For that matter, the idea that Poe merely "prepared the way" for the detective story, you're greatly underestimating "Murders in the Rue Morgue", which pinned down nearly every detail of the detective story, right down to the completely absurd "solution" to the mystery. Dupin was the template for nearly every fictional detective until the advent of competition from the hardboiled genre in the mid-1920s.

That would be GREAT! (1)

arhar (773548) | more than 6 years ago | (#21336065)

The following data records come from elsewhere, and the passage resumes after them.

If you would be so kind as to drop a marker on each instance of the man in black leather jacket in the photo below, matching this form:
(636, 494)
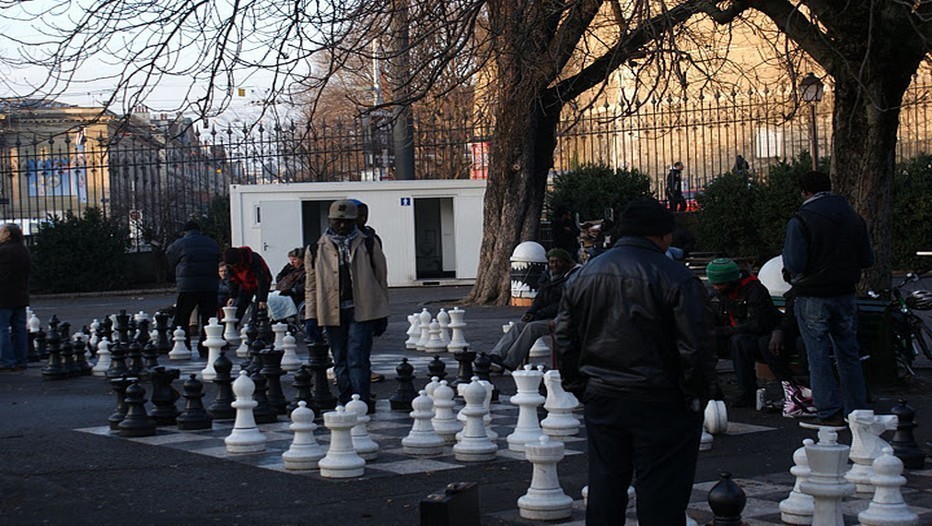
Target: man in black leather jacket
(636, 342)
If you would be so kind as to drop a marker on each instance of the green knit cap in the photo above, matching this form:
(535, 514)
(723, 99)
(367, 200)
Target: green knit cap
(722, 270)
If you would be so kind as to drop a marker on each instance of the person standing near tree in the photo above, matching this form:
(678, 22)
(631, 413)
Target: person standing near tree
(636, 344)
(15, 267)
(826, 247)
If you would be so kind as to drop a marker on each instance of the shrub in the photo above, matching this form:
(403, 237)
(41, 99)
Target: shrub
(591, 189)
(73, 254)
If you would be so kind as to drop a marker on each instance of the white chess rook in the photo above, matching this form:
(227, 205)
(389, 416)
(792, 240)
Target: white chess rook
(528, 399)
(365, 447)
(422, 439)
(545, 499)
(304, 452)
(341, 460)
(180, 351)
(797, 508)
(214, 344)
(246, 437)
(887, 507)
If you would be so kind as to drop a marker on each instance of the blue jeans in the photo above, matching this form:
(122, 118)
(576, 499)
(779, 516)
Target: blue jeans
(351, 345)
(656, 442)
(13, 337)
(831, 324)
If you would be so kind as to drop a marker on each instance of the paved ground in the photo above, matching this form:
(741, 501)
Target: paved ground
(52, 473)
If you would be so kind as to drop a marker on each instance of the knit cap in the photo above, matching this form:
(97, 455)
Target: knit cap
(722, 270)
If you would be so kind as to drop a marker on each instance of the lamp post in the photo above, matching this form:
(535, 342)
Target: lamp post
(812, 88)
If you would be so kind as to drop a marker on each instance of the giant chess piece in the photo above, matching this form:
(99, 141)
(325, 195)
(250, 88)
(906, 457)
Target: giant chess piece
(904, 443)
(528, 399)
(887, 507)
(136, 423)
(560, 422)
(214, 344)
(727, 501)
(422, 440)
(797, 508)
(304, 452)
(341, 460)
(290, 360)
(474, 444)
(246, 437)
(164, 396)
(826, 483)
(444, 422)
(318, 363)
(405, 393)
(866, 445)
(413, 333)
(103, 358)
(221, 408)
(194, 415)
(119, 386)
(180, 351)
(365, 447)
(457, 341)
(545, 499)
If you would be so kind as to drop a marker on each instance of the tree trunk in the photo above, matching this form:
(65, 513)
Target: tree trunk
(522, 155)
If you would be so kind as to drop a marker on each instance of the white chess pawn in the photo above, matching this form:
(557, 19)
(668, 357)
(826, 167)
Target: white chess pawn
(422, 439)
(474, 444)
(341, 460)
(445, 423)
(365, 447)
(180, 351)
(214, 344)
(290, 360)
(545, 499)
(797, 507)
(304, 452)
(103, 358)
(424, 326)
(444, 320)
(887, 507)
(246, 437)
(414, 332)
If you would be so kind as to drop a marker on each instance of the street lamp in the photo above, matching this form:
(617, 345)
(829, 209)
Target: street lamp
(812, 88)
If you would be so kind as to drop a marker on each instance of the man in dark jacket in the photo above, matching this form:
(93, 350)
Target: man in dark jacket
(744, 314)
(512, 349)
(635, 339)
(826, 247)
(15, 266)
(194, 257)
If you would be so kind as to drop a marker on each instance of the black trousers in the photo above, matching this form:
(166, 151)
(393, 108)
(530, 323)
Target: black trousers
(206, 303)
(657, 443)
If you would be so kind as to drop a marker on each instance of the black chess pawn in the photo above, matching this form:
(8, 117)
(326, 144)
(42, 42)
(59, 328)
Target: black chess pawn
(483, 368)
(464, 372)
(263, 412)
(904, 442)
(220, 408)
(54, 370)
(164, 396)
(136, 423)
(727, 500)
(119, 385)
(437, 368)
(194, 415)
(272, 370)
(318, 362)
(302, 385)
(405, 393)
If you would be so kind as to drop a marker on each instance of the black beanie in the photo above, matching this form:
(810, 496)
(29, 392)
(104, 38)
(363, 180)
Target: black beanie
(645, 217)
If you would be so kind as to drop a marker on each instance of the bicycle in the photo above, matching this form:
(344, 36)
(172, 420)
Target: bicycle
(911, 335)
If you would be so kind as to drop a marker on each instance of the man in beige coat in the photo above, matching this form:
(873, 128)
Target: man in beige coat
(347, 293)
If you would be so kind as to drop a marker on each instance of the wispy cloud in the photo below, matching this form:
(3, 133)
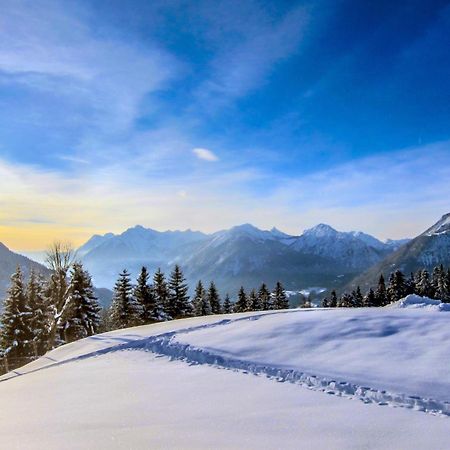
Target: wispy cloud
(205, 154)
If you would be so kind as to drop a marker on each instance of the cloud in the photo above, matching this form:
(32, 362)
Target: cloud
(205, 154)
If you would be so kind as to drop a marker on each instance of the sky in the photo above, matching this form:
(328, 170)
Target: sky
(197, 114)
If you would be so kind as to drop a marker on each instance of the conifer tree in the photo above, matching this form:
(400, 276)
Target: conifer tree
(369, 299)
(423, 284)
(161, 293)
(358, 298)
(264, 298)
(41, 318)
(333, 299)
(381, 298)
(200, 301)
(227, 307)
(214, 299)
(396, 289)
(124, 309)
(253, 303)
(17, 335)
(241, 303)
(439, 283)
(178, 298)
(280, 300)
(144, 296)
(80, 314)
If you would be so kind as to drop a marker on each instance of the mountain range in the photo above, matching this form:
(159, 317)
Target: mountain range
(430, 248)
(241, 255)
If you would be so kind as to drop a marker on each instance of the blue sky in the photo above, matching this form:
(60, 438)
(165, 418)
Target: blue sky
(178, 114)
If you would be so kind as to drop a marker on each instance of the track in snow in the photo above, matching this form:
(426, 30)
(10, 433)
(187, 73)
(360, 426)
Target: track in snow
(165, 344)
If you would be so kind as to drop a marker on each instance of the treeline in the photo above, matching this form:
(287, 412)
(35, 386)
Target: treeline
(164, 298)
(40, 313)
(435, 286)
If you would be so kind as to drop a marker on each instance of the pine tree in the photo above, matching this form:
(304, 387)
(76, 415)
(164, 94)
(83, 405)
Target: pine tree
(80, 314)
(41, 319)
(396, 289)
(214, 299)
(369, 299)
(124, 308)
(200, 301)
(241, 303)
(439, 283)
(253, 303)
(358, 299)
(280, 300)
(381, 298)
(143, 294)
(17, 335)
(161, 293)
(346, 301)
(333, 299)
(264, 298)
(227, 307)
(423, 284)
(178, 300)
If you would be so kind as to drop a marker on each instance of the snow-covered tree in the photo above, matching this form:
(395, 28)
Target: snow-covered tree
(124, 308)
(178, 304)
(41, 318)
(423, 284)
(280, 300)
(381, 298)
(369, 299)
(227, 306)
(214, 299)
(143, 294)
(16, 335)
(253, 303)
(161, 293)
(397, 288)
(80, 314)
(200, 301)
(241, 303)
(264, 298)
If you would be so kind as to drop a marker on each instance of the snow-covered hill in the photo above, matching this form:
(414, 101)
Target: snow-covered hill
(241, 255)
(160, 386)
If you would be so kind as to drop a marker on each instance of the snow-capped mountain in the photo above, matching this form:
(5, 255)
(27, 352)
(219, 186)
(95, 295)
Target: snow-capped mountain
(427, 250)
(241, 255)
(9, 261)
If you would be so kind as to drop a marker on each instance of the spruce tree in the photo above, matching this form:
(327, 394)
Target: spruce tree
(41, 318)
(369, 299)
(264, 298)
(124, 309)
(358, 298)
(241, 303)
(17, 335)
(227, 307)
(214, 299)
(80, 315)
(200, 301)
(333, 299)
(178, 299)
(397, 288)
(253, 303)
(144, 296)
(381, 298)
(280, 300)
(161, 293)
(423, 284)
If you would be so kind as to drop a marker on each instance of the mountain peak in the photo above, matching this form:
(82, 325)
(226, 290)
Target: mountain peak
(442, 226)
(321, 230)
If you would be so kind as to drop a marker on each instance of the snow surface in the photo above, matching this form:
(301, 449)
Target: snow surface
(160, 386)
(416, 301)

Here in NYC, the cable companies have created a laughable charade to resemble "competition". It works like this: Time Warner and Cablevision have split the city into various districts. Depending on where you live, you can ONLY get either TW or Cablevision. They have exactly the same prices, too!

The only alternative is to get Dish Network.. which is problematic if you live in an apartment. This is total B.S. and I'm glad the FCC is finally doing something about it.

Re:That would be GREAT! (1)

/dev/trash (182850) | more than 6 years ago | (#21344135)

Move.

Why are we still dealing with "TV Channels"? (2, Insightful)

Riskable (19437) | more than 6 years ago | (#21336229)

Let's talk about the real problem here: Cable TV channels are a huge waste of bandwidth. I don't care if The Perfect Channel(TM) is on my cable. I want it off. Give me NO channels and let me use that bandwidth for INTERNET ACCESS.

Right now your "Cable Internet" is using up about 10% of your coaxial cable while the other 90% is used to deliver TV channels. What a waste! If the FCC (or Congress) forced cable providers to be CABLE PROVIDERS (as in, they provide the wire and nothing else) then we could all have 100MB+ Internet access with the ability to choose from a nearly infinite array of "channels", P2P-distributed "shows", and any other content we wanted. If they truly want diversity, that is the best way to do it.

Using bandwidth for things other than TCP/IP (or similar protocols) is a waste.

Because it's broadcast (1)

argent (18001) | more than 6 years ago | (#21337047)

Theoretically, at least, it's much more efficient to send the same content to many people at the same time. If everyone in the neighborhood gets the same show at the same time, then they share the bandwidth. If they were all streaming the same content over the Internet you'd find yourself with a smaller remaining share of the total bandwidth for whatever you want to do.

Where the cut-off is, I don't know, but I rather suspect it would take more bandwidth over the last mile than we have now to make it work. Until we have universal fiber from the head-end to the house, we're stuck with the broadcast model.

Re:Why are we still dealing with "TV Channels"? (1)

evilviper (135110) | more than 6 years ago | (#21341641)

then we could all have 100MB+ Internet access

NO we would not. We would all have 100MB+ NETWORK access, all the way to the head office.

THEN, when it has to leave the cable co.'s lines, we'll have 128kbps INTERNET access.

The only way it could possibly work is if cable companies are required to allow anyone that wants to, to host their server at the cable co.'s HQ, thereby getting full-speed access to the lines.

Then, of course, you're back to the TV model, it just happens to be multicast over IP and harder to steal (by splicing).

Censorship next? (1)

OmegaWolf747 (1131345) | more than 6 years ago | (#21344887)

If the FCC is able to do this, how long before they have the power to regulate cable TV content as they do with broadcast TV? Will no medium be safe from the government's intrusion?